Quitar de manera voluntaria su país es a menudo una experiencia enriquecedora por diversas razones: descubrir un nuevo entorno social y cultural, realizar un proyecto laboral, realizarse personalmente, etc.

También a veces, este cambio se vive como una obligación, una elección por defecto.

Deseada o obligada, la expatriación puede ser una fuente de stress, más de lo que habíamos imaginado.

Dejar atrás sus puntos de referencias (la familia, los amigos, el trabajo, las actividades, la lengua, la cultura, etc.) y volver a crear unos nuevos, no siempre es fácil. Como para todos los cambios, se necesita une esfuerzo de adaptación para vivir lo mejor posible esta nueva situación.

Los niños, los adolescentes y los adultos viven diversas emociones, a veces ambivalentes: la alegría por vivir nuevas experiencias, el miedo a lo desconocido, la tristeza debida al alejamiento de los seres queridos y a veces, la ira por “haber tenido que quitar todo para seguir a la pareja o a los padres”.

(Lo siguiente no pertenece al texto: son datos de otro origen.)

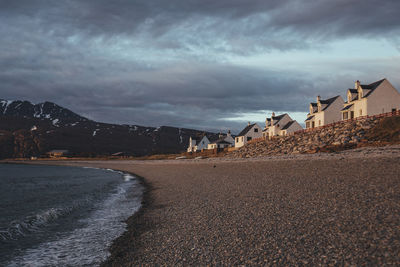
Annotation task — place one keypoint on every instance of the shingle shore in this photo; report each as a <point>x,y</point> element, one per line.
<point>317,210</point>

La vuelta al país de origen también es un nuevo reto y puede ocasionar stress (búsqueda de trabajo y alojamiento, reintegración en la célula social y familiar o nueva adaptación en un circulo de amigos).

El acompañamiento terapéutico, en la consulta o a distancia, puede ser una gran ayuda durante estos cambios de vida.

La terapia Gestalt hace hincapié en lo que pasa en el aquí y ahora, lo que incluye las emociones y los pensamientos actuales respecto al pasado y al futuro. Así le permite explorar la manera con la cual entra en contacto con su entorno y encontrar los recursos internos y externos para vivir plenamente en su nuevo lugar de vida.

Soy terapeuta Gestalt multicultural y bilingüe ( francés, español y entiendo perfectamente el catalán). He vivido y he trabajado 17 años en España y volví a Francia hace 4 años.